Take plenty of pictures. When ready to move on, walk to the northwest corner of the plaza, or the other side of Government Palace. Walk north on the pedestrian alley, Jiron de la Union, keeping the Government Palace on your right and the fountains on your left.

Passing the palace you’ll see a bridge that crosses over the Rimac River towards the Cerro San Cristobal mountain. Turn left into the pedestrian promenade before this bridge, just underneath Lima’s iconic second-floor wooden balconies.

Alameda Chabuca Granda


You’ve entered Alameda Chabuca Granda, a pedestrian strip named for Peru’s most famous songstress. The flagship monument is a red statue of a dancing woman’s silhouette. In these blocks you’ll find street entertainment, desserts and snacks.

After seeing the entertainment area, walk toward Camana Street, which is just one block from the Government Palace.

Camana Street


Head south on Camana, away from the entertainment strip, and you’ll see the pink Santo Domingo Convent at the end of the first block.

Continue down Camana to see more historic churches in the Church of San Agustin and the Monastery of Jesus Maria and Jose. Following Camana will eventually lead you back to Plaza Francia.
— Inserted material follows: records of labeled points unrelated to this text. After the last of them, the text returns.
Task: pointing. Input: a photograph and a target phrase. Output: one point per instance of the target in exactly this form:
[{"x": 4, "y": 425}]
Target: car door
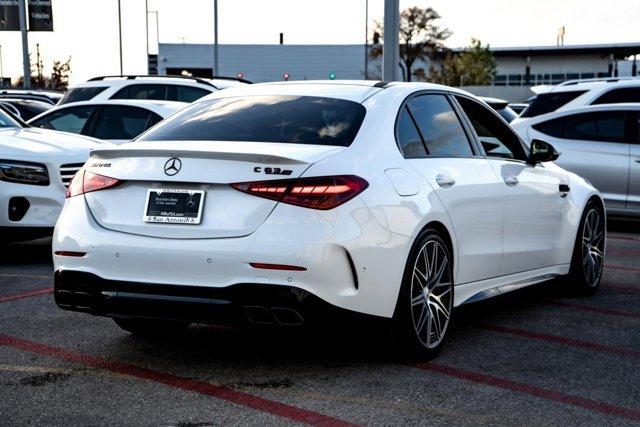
[
  {"x": 71, "y": 119},
  {"x": 533, "y": 203},
  {"x": 440, "y": 148},
  {"x": 122, "y": 123},
  {"x": 633, "y": 198}
]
But if you want more, turn right on Emancipacion Avenue, which is five blocks south of the Alameda Chabuca Granda. You’ll recognize Emancipacion by the dedicated lanes for the Metropolitano buses.

Churches of Tacna Avenue

santa rosa church lima peru

Walk three blocks west on Emancipacion, passing San Marcelo Church on your left before coming to Tacna Avenue and the Tacna Metropolitano station. Turning right on Tacna will pass three more historic churches in four blocks, including the home of the venerated Señor de los Milagros image, Iglesia de las Nazarenas, San Sebastian and Santa Rosa, the former home of Lima’s patron saint.

Safety Boundaries

While the city center is safe, like any big city it borders less-than-safe areas. Here are some guidelines to avoid sketchier neighborhoods nearby:

  1. Do not cross any bridges over the Rimac River heading north.
  2. The first blocks past Abancay Avenue home to Congress, the National School of Fine Arts and many historic churches start to get a little sketchy, and robberies are common in Barrio Chino. While you should have no problems in these first few blocks, never cross Huanuco Street, about five blocks east of Abancay.
  3. The neighborhood west of Tacna Avenue is not dangerous during the day, but nor is it particularly touristic aside from Plaza Dos de Mayo, which is on La Colmena four blocks west of Tacna.
  4. Do not go south of Grau Avenue into the La Victoria district.

Points of Interest

No walking tour can cover all of downtown Lima’s points of interests. The greatest criticism of this tour is that it skips the historic Jiron de la Union pedestrian street, which is no longer so historic but a cluster of big corporate consumer storefronts and tattoo joints.

  • Plaza de Armas: Government Palace, Cathedral of Lima, Archbishop’s Palace, Municipal Palace of Lima
  • Plaza San Martin
  • Plaza Grau, Justice Palace and Casa Roosevelt
  • San Francisco Basilica and Convent
  • Plaza Francia and Recoleta Church
  • Alameda Chabuca Granda and the perennially closed Parque de la Muralla
  • Congress
  • Parque Universitario and Plaza de la Cultura
  • San Pedro Basilica and Convent
  • La Merced Church
  • Torre Tagle Palace
  • Jiron de la Union
  • Camana Avenue churches: Santo Domingo Convent, San Agustin Church and Jesus Maria and Jose Monastery
  • Tacna Avenue churches: Santa Rosa, San Sebastian, Iglesia de las Nazarenas and San Marcelo
  • Barrio Chino
  • National School of Fine Arts
  • Municipal Theater of Lima
  • Casa Riva Aguero


  1. A good tour. I’ve done it half a dozen times now when new work colleagues come over. Takes about 3 hours. But I recommend stopping at bars queirolo and or cordano. I often finish the tour back at gran hotel bolivar to chill with a pisco before picking up a taxi home. Allow about 5 hours if you want to stop on the way for some people watching. Thanks Colin!